Chiang Mai mayor, Tassanai Buranupakorn wants to cultivate the history of the Old City for tourists to understand and appreciate the city's heritage.

By | Tue 1 Jan 2013

Plans are afoot for the old moated city. More cobbled roads are being planned to lend the Old City an air of history, more unsightly wires are about to be buried to keep modernity at bay, Wat Phra That Doi Suthep has just renovated the navel of the city shrine (the gilded viharn jutting out into the road next to the Three Kings Monument), the Chiang Mai Municipality officially opened up the Lanna Folklife Museum and the Chiang Mai Historical Centre, the World Bank will soon fund the renovation and upgrade of the Three Kings Monument square, and the Women’s Correctional Institution is being moved out of the city to be replaced by either another museum or a park. The Historical Zone of Chiang Mai, first conceptualised by ex Prime Minister Thaksin Shinawatra and Mayor Boonlert Buranupakorn eight years ago, is finally being realised.

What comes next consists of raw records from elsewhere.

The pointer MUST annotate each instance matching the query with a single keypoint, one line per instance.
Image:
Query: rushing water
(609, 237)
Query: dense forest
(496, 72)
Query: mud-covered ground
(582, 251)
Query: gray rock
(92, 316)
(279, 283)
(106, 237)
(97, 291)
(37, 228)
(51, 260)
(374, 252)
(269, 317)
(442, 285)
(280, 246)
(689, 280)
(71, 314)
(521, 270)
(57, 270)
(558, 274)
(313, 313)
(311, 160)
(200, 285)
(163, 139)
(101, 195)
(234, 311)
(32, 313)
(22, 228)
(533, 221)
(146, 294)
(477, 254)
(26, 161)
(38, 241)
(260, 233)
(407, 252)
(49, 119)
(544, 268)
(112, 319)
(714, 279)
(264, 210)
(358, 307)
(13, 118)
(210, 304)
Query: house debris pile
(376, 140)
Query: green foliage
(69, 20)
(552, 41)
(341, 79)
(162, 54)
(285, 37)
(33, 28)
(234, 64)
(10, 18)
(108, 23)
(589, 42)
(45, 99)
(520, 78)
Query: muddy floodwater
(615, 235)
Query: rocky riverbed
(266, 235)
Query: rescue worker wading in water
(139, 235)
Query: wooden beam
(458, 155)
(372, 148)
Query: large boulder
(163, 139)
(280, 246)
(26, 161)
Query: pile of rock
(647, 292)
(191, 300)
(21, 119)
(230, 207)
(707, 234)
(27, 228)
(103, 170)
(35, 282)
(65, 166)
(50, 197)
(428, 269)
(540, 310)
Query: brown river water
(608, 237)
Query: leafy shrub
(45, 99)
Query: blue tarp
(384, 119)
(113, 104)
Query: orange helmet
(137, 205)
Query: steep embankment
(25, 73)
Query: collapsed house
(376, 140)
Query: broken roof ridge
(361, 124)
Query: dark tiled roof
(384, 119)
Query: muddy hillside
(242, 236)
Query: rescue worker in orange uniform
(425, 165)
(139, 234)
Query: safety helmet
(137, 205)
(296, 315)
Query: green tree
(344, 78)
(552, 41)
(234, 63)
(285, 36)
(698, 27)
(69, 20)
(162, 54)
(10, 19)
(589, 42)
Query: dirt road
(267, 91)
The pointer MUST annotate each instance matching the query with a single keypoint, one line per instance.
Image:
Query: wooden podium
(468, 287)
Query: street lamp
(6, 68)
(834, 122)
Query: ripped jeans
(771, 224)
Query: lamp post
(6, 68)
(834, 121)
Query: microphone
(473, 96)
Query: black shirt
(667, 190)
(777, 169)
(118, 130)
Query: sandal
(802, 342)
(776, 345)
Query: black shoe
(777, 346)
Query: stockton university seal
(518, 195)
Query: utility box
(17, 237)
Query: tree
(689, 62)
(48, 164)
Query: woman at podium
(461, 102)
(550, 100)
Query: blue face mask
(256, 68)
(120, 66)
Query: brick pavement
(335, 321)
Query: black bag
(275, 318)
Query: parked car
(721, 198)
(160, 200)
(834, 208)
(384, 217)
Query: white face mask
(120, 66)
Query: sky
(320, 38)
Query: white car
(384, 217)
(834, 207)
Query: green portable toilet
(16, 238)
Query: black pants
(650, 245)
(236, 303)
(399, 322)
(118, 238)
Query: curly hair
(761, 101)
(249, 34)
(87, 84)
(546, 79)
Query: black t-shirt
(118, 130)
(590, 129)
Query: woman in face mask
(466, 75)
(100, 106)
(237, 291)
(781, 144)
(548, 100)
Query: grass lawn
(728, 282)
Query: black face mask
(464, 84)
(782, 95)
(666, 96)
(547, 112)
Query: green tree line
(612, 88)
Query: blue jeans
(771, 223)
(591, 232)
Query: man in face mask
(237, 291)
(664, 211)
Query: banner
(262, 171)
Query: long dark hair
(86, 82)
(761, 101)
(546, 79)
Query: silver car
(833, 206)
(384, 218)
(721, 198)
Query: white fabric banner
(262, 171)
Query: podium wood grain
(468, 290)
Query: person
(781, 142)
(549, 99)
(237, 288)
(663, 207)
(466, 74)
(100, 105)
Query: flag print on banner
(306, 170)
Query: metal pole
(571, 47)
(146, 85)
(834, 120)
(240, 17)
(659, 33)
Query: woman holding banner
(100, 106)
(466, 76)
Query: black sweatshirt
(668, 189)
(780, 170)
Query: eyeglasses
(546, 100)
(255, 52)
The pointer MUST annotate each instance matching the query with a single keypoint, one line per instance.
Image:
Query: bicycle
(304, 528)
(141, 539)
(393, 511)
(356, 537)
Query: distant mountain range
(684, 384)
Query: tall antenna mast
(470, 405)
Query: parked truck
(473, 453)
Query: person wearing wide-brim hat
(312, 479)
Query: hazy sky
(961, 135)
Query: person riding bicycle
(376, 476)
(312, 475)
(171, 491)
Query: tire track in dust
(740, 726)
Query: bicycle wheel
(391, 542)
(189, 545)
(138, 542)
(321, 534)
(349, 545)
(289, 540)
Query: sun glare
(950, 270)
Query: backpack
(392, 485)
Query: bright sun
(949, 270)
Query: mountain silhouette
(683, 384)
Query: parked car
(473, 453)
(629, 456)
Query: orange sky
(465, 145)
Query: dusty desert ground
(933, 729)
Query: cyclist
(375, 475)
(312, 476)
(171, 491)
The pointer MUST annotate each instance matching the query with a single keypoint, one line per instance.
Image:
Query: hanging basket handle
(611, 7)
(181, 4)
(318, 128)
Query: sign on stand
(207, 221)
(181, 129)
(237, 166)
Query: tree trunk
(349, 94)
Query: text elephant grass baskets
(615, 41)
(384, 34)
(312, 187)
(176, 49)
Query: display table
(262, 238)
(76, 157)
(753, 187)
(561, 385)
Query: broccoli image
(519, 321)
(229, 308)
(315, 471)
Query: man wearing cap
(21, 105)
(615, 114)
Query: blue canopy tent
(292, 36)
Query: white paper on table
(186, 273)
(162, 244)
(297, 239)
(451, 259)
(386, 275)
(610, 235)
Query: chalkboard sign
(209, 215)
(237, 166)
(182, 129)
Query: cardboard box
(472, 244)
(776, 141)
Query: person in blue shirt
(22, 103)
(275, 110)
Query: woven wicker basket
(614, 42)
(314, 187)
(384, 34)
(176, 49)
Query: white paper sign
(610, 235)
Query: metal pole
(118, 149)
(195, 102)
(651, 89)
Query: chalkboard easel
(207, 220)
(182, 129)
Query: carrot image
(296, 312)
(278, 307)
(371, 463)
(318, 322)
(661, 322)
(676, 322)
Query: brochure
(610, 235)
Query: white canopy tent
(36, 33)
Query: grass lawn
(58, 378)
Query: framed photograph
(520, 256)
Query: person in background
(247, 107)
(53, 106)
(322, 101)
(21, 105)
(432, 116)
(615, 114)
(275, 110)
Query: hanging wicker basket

“We want visitors to come to the Old City, rent a bicycle, and spend their day riding around learning about Lanna arts, history and culture, admiring architecture, sampling local food and enjoying a professionally run, informative and interactively fun experience,” said Tassanai Buranupakorn, Lord Mayor of Chiang Mai.

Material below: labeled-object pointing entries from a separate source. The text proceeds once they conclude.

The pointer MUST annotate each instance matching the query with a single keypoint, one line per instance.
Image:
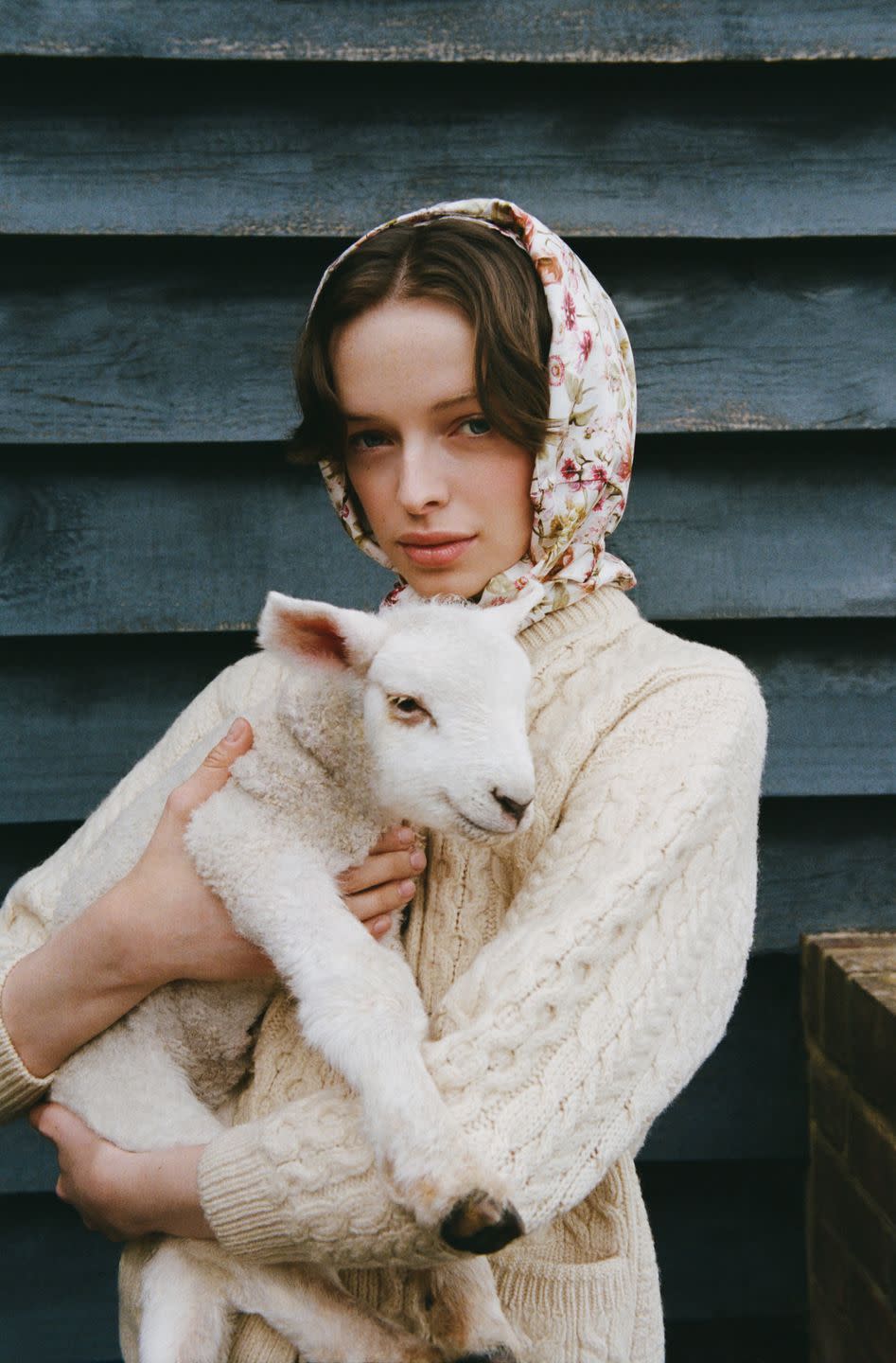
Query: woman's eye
(476, 426)
(366, 439)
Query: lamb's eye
(409, 709)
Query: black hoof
(499, 1355)
(481, 1226)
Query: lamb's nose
(511, 807)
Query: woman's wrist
(82, 981)
(157, 1192)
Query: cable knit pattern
(575, 981)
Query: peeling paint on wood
(759, 154)
(104, 702)
(236, 522)
(529, 31)
(105, 344)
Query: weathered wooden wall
(172, 182)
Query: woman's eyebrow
(452, 402)
(437, 406)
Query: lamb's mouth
(478, 830)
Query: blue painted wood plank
(80, 712)
(729, 1241)
(706, 153)
(747, 1102)
(172, 539)
(362, 30)
(192, 341)
(825, 864)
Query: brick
(871, 1156)
(842, 1207)
(830, 1267)
(828, 1099)
(830, 1334)
(873, 1321)
(871, 1032)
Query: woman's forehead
(418, 349)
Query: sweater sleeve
(30, 905)
(611, 979)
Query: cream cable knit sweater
(575, 981)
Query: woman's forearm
(82, 981)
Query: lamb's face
(446, 722)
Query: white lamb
(417, 713)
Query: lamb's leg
(360, 1006)
(310, 1309)
(465, 1314)
(185, 1314)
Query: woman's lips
(436, 555)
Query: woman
(468, 389)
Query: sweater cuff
(289, 1189)
(18, 1087)
(237, 1195)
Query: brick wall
(849, 982)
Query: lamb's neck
(325, 717)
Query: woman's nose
(424, 482)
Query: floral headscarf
(582, 471)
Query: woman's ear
(313, 631)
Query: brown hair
(462, 263)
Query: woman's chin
(446, 584)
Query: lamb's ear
(313, 631)
(512, 615)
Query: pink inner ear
(312, 637)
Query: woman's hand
(191, 934)
(120, 1193)
(384, 880)
(162, 923)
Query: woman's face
(446, 496)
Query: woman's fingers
(383, 869)
(384, 882)
(214, 771)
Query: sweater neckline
(606, 611)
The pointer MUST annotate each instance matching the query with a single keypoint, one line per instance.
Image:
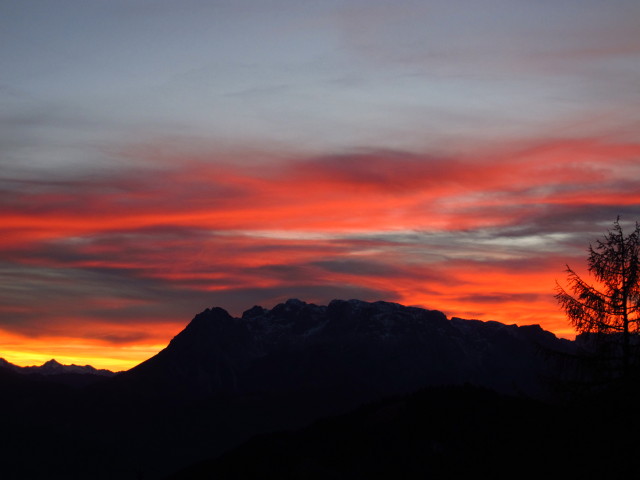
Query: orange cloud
(88, 263)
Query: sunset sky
(161, 157)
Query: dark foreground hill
(439, 432)
(223, 379)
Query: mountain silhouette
(224, 379)
(377, 348)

The mayor is also introducing a strict new zoning law for the city centre which will control the colour, height, and even designs of buildings. “We are hoping that people will comply for the sake of the city, but if not we will have the law behind us. We want buildings to be unique, but respectful of Lanna heritage. We will even control the proliferation of signs and billboards,” he expanded.

A budget of over 100 million baht has been used to convert the old courthouse in front of the Three Kings Monument into the Lanna Folklife Museum, as well as construct a new building behind the existing City Arts and Cultural Centre to house the Chiang Mai Historical Centre. While the information provided is bite-sized, it is prettily packaged and infused with the essence of Lanna…or at least the idealised interpretation of such essence. These museums, while not ground-breaking, should add to the tourism lustre of Chiang Mai, and be a fine addition to the city’s growing tourist attractions.

While there will soon be group passes for all of these museums, at this point, tickets cost 20 baht for a Thai adult, 90 baht for a foreign adult; 10 baht for a Thai child and 40 baht for a foreign child. Open 8.30 a.m. to 5 p.m. Tuesdays through Sundays.